3.4. Mechanical Properties of Composite Films

Cellulose nanoparticles are reported to improve the mechanical properties of PVA due to cross-linking with PVA [26]. The effect of different CNFs on the stress, strain, and Young’s modulus of the composite films is shown in Figure 4. At a CNF concentration of 5%, the tensile strength of the films increased from 57 to about 90 MPa. Compared with CNFs obtained from 100 °C, CNFs with a high content of carboxylic groups showed a favorable enhancement in the tensile strength of the composite film. However, CNFs from a short duration with a larger diameter preferably reinforced the strain of films compared with the smaller CNFs from a longer duration treatment. This result suggests that larger size CNFs cross-linked better with PVA molecules. Taking both the diameter and zeta potential into account, CNF3 with considerable diameter (10 nm) and carboxylic groups (0.31 mmol/g) showed a favorable effect on the mechanical properties of the films, simultaneously enhancing the tensile strength to 75.4% and strain of 80.9%.

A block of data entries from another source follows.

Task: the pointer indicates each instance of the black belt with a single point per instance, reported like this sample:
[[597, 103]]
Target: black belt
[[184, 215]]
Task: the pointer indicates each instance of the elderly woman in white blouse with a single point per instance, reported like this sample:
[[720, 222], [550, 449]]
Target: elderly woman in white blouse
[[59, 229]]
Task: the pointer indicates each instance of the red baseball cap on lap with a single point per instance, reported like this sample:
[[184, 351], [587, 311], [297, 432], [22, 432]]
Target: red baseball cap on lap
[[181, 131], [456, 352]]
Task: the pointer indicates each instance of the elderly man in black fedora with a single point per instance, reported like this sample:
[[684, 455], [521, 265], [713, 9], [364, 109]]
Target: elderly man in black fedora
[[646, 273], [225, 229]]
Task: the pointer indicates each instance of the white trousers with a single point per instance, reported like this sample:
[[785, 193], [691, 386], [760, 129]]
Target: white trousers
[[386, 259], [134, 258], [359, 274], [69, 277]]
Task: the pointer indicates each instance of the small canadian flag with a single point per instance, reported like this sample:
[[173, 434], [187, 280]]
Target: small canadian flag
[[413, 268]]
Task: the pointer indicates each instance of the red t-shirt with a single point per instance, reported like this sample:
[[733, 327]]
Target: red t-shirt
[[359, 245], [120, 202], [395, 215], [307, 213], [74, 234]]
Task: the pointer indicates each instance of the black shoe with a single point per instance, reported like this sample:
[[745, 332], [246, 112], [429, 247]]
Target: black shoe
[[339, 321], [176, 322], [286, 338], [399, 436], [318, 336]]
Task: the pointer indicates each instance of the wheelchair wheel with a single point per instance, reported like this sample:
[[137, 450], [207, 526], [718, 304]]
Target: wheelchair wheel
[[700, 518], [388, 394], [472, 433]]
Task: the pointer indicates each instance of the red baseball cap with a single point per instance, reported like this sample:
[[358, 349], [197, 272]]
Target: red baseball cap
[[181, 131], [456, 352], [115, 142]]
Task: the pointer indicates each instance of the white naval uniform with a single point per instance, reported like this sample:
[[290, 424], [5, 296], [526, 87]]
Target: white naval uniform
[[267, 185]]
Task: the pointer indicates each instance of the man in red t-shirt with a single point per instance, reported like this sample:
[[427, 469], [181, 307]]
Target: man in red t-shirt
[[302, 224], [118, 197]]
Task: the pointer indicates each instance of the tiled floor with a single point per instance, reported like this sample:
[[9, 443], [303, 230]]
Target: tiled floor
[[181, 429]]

3.5. Anti-Bacterial Activate of CNFs and Composite Films

Bacteria is one of the main initiators to cause food spoilage. The inhibition of bacteria is of great significance for food packaging [27]. The bacteriostatic rates of the CNFs were calculated by counting the bacterial colonies. Samples with an anti-bacterial efficiency higher than 70% were considered to have an antibacterial effect [28]. Figure 5 depicts the anti-bacteria effect of BP and CNFs against E. coli and S. aureus. The inhibition of the samples demonstrated that BP had no obvious anti-bacteria efficiency. DES treatment endowed an anti-bacterial effect on the CNFs. CNFs obtained from 100 °C and 120 °C treatment (both 12 and 24 h duration) had a favorable anti-bacterial effect compared to BP. However, these samples exhibited a different efficiency for E. coli compared to S. aureus. Significant inhibition was observed in the CNFs from 140 °C treatment for 24 h, which nearly approached the eradication of both bacterial strains (91.7% for E. coli and 96.4% for S. aureus, respectively). The positive correlations between the anti-bacterial efficiency and carboxyl group contents of CNF were observed, which was fitted in linear. The carboxyl group was also corelated with the content of the citric acid side chain on the cellulose backbone. The good linear fit of correlation between the citric acid contents and E. coli inhibition efficiency might be ascribed to the fact that citric acid introduced the inactivation of superoxide dismutase and thus inhibited the growth of E. coli. [29]. In addition, the acidity of citric acid could affect the metabolism of bacteria by changing the intracell pH. However, composites of CNFs with PVA showed negligible inhibition for both strains. This result could be ascribed to the fact that the dosage of CNFs (5%) was under the threshold value of antibacterial inhibition.

4. Conclusions

Citric acid acts as a reactant for the esterification of cellulose and a hydrogen bond donor in a deep eutectic solvent for the fibrillation of cellulose. Increasing the pretreatment temperature and prolonging the duration triggered the degradation of cellulose and further promoted esterification, resulting in a small size and the high DS of CNFs. With the increase in carboxyl groups on the cellulosic backbone, CNFs showed a favorable anti-bacterial activate for E. coli and S. aureus. Composites of CNFs at a dosage of 5 wt% enhanced the mechanical properties of the PVA film. Compared with the CNF samples, CNF obtained from treatment at 120 °C for 24 h with considerable size and DS was the optimum supplement. However, the composite films exhibited negligible anti-bacterial activate compared to CNFs.